Schleuniger also has developed a machine specifically to cut and strip very small wire. Eraser Co. Inc. has machines that cut and strip magnet wire as small as 48 AWG.
Termination and TestingTerminating very small wire presents two major challenges. One is to not damage the very small terminals, which tend to be much more flimsy and easily damaged than those for standard wire.
Another challenge is making sure all of the wire, stranded or solid, is crimped into the terminal consistently and accurately, whether from a benchtop or automated system.
Failure to fully crimp the wire results in “strands out,” a term that refers to strands that are neither cut off nor in the crimp area. Boyd says that 10 percent strands out can be difficult to detect using traditional crimp force monitors.
Although very thin wire is now widely available, terminals small enough to be crimped onto it are less so, because they are difficult to manufacture. To counter this problem, Schleuniger developed a machine that folds the wire to double its cross-section. This lets assemblers use a more conventional size terminal with very small wire.
However, sometimes this wire is too small to be terminated and must be soldered or ultrasonically welded to a connector.
Testing crimp force when terminating very small wire is another challenge. Artos has developed new polymer technology that increases the sensitivity of the load-cell to more accurately record crimp force.
Another type of monitoring system measures crimp force in electrical units rather than newtons or pounds.
“Most crimp force monitoring technology is reaching its limits with very small wire,” says Boyd.

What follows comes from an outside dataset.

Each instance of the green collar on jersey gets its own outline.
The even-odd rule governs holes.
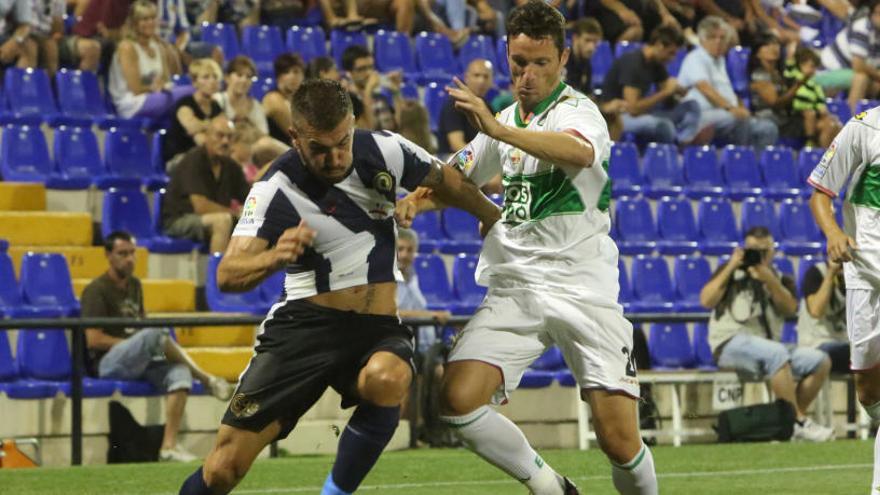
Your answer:
[[[550,93],[550,96],[538,102],[538,106],[536,106],[535,109],[526,116],[525,122],[523,122],[522,118],[519,116],[519,103],[517,102],[516,108],[513,109],[513,119],[516,122],[516,126],[522,128],[529,125],[532,117],[534,117],[535,115],[541,115],[544,110],[547,110],[547,107],[553,104],[553,102],[556,101],[557,98],[559,98],[559,95],[562,94],[566,87],[567,86],[565,82],[560,81],[559,86],[556,86],[556,89],[554,89],[553,92]]]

Installation and IndustryInstalling this wire offers other challenges. One is making sure loose strands don’t touch a nearby terminal and cause a wire to short. Marlin Shelly, president of Cirris, says this can occur when an installation requires several terminals to be very close to each other. In such cases, some manufacturers prevent shorting by “overmolding,” that is, placing a very thin layer of plastic at the back end of the crimped terminal. “This insulates the wire and makes it more stable,” says Shelly.
If assemblers think processing 26 AWG wire is challenging, the future holds little solace. Wire will continue to get thinner. For the past year, Delphi has been researching the development of 28 and 30 AWG wire for the automotive industry.
Dave Kelly, standards and industry liaison for Daniels Manufacturing Corp., knows of one manufacturer that is coating very small wire with a metal much lighter and stronger than copper but just as conductive for use in the aircraft industry.
And the medical profession is increasingly using very small wire because it lets surgeons make incisions as tiny as 3 millimeters in diameter. Into this tiny orifice, a surgeon might insert a light, camera and cauterizing tool, all of which are connected to wire as small as 40 AWG-which is thinner than a human hair. Moreover, surgeons are hoping to one day use wire as small as 50 AWG in their operations.